Herm Witte;1956974 said:


> Ok Pitcrew, plug in a few numbers for me. Over the life of the vehicle add total Truck insurance, liability insurance, workers compensation, cost of vehicle, depreciation, maintenance & repairs, salvage (re sale) value), fuel, wages, payroll or self employment taxes, licensing, cell phone and what ever else I missed. Add these together, divide by the total hours you are going to plow and you are getting there. Oh and I forgot, how about profit?
> 
> Since the OP asked how much to charge, I am assuming he wants to operate an above board business enterprise.
> 
> I am not an accountant but wish for folk to think about what it takes to do this work.

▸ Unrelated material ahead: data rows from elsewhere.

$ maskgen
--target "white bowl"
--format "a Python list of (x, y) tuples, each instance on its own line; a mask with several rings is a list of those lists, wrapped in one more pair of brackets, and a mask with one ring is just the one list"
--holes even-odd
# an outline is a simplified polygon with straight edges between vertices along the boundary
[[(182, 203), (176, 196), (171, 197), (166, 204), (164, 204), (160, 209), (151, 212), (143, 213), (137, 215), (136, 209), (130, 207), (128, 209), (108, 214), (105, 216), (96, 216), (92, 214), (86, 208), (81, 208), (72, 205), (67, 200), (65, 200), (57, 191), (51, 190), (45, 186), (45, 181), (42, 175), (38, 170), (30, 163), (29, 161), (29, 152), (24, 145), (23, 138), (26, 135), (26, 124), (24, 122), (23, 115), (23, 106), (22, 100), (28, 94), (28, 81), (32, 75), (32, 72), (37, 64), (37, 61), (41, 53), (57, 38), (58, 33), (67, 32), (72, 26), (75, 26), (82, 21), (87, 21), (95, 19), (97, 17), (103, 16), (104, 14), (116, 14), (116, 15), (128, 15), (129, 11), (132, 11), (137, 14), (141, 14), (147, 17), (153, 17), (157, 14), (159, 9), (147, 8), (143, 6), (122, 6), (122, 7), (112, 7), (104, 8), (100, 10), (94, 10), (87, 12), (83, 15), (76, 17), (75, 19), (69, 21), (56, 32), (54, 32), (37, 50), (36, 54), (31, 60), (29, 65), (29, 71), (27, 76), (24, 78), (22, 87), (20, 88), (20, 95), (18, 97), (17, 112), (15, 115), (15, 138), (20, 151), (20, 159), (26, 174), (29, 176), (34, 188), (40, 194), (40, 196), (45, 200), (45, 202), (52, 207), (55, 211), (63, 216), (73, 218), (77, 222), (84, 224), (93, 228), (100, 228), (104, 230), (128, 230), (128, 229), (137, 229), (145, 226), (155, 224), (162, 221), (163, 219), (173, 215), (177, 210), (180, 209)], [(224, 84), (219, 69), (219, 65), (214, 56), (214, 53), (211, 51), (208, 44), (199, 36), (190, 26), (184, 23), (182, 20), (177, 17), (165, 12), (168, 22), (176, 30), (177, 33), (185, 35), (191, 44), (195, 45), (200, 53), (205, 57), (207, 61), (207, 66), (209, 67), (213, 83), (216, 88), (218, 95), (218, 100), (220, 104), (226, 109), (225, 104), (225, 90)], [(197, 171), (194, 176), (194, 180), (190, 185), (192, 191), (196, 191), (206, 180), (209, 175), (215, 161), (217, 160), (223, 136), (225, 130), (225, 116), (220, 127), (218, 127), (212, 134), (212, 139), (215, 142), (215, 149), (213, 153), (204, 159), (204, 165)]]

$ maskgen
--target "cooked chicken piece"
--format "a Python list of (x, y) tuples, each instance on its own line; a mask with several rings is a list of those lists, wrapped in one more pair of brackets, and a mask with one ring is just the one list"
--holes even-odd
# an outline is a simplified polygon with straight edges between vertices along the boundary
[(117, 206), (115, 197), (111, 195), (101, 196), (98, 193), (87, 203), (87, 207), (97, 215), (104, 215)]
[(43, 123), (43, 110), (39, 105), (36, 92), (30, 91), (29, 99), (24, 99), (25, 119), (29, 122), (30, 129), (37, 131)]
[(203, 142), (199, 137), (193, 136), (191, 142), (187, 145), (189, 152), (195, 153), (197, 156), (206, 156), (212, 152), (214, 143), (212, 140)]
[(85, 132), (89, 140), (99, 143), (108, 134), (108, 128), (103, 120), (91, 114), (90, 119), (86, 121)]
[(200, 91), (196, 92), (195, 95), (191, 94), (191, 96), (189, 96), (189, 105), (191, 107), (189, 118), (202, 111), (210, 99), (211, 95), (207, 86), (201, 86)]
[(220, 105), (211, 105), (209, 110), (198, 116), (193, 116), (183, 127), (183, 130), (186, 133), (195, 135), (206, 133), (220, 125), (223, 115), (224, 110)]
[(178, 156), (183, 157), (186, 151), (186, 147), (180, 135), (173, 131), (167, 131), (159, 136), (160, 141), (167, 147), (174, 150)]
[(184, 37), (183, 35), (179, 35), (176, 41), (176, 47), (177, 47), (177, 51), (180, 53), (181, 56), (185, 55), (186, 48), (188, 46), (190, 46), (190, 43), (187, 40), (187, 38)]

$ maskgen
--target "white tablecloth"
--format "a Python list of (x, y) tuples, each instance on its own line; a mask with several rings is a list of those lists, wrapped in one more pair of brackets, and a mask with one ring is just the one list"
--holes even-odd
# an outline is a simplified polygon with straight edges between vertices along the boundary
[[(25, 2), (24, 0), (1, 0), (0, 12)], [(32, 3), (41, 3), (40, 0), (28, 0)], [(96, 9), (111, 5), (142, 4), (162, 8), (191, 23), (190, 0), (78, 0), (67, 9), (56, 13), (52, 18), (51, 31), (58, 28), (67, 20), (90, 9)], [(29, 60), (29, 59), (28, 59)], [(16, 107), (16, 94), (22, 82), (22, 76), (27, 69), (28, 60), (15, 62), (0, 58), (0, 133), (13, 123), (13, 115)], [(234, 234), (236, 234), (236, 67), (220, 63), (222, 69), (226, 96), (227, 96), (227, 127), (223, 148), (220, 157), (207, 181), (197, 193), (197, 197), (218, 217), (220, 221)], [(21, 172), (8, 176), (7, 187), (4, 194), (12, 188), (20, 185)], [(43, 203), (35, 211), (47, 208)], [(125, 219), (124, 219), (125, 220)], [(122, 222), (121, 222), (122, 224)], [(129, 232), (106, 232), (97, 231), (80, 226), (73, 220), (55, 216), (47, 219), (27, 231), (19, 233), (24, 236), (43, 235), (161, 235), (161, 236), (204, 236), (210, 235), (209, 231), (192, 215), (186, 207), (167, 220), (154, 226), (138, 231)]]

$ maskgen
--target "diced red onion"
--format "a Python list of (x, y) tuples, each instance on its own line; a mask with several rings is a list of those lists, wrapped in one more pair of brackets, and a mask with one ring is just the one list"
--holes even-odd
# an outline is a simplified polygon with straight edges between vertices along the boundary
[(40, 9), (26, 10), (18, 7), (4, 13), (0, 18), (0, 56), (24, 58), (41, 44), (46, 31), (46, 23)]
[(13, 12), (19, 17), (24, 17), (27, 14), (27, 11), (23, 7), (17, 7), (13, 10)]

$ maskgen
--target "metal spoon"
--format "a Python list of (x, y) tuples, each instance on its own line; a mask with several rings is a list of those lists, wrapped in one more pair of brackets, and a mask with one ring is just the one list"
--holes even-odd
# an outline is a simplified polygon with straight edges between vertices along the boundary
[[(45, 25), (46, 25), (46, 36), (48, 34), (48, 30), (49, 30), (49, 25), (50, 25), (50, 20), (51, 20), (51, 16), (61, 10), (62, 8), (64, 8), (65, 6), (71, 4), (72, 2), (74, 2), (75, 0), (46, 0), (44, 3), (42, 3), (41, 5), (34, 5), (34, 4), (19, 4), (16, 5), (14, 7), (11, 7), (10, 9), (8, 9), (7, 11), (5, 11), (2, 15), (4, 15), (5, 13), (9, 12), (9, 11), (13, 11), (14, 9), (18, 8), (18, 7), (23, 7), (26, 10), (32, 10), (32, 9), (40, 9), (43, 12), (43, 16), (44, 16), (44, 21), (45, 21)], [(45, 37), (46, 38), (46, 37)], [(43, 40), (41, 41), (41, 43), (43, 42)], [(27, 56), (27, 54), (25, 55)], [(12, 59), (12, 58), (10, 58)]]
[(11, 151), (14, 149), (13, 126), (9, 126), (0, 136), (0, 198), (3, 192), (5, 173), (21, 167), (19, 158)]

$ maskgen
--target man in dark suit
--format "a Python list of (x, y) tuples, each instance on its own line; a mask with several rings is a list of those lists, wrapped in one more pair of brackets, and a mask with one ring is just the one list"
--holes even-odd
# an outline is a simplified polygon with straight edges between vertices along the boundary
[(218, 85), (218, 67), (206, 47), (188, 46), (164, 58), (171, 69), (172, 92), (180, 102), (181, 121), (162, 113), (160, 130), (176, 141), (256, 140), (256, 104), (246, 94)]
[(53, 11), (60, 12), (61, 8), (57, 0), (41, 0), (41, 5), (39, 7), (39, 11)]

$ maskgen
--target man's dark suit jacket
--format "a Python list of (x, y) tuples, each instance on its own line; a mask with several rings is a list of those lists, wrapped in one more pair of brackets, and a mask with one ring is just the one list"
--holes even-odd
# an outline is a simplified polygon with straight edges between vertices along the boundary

The boy is just starting out.He has stated he dosen`t want to low ball or come in to high. He also didnt ask for anyone to run his business or figure out overhead etc. He asked for an honest hourly rate to start a plowing career. If you can plow 6 or 7 days a week, all year long then your questions need to be answered. 100.00 an hour to start with will get him going. If he can make more he will. One truck will maybe plow 10 to 20 a week on average per month for

what,three months of the year. Who can make a living doing that.Some of you guys are 
looking way too much into the question. Good luck Croche


----------



## ponyboy (Dec 19, 2006)

But once you charge your customers too little it's hard to get them to the right price 
Always shoot high you can lower easier then raise your price


----------



## JustJeff (Sep 9, 2009)

ponyboy;1957122 said:


> How can you make profit at $20 a house after expenses and overhead


Easily. If you've got a tight route, you could do six, seven or eight drives per hour easy. 6 x 20 =120.00 per hour. 8 x 20=160.00 per hour. I don't do residential accounts, but know several guys that make very good money doing it.


----------



## Herm Witte (Jan 27, 2009)

Pit Crew;1957398 said:


> The boy is just starting out.... Some of you guys are
> looking way too much into the question. Good luck Croche


OK fine, the following quote is from the OP's original post; "I am starting to put together a plan for marketing, some contract templates etc.". This "boy", as you call him, is planning on being someones competitor. If he was to become your competitor wouldn't you want him on the same playing field? All I want to do is educate and show that there is a lot more to the snow management business than just plowing and billing. I want this "boy" to succeed and not fail. Our firm dates back to 1957 and is poised for the third generation. You are entitled to your opinions and I mine. I offer sound advice and you are throwing darts at his dart board. Our industry would be held in much higher regard if we went about the snow management business as educated business men and women.


----------



## jonniesmooth (Dec 5, 2008)

The $20 price is for customers who have a 1" trigger , people who call for large events or after routes are done pay more to cover the additional cost of running just for them. 
Get yourself a good 48" SNOWPLOW shovel ($85), for those 2" snows, double driveway done in 6 minutes, no snowblower wear,no fuel cost, good exercise, no big plow truck driving around getting 8 mpg. Use the little truck that get's 20 mpg


----------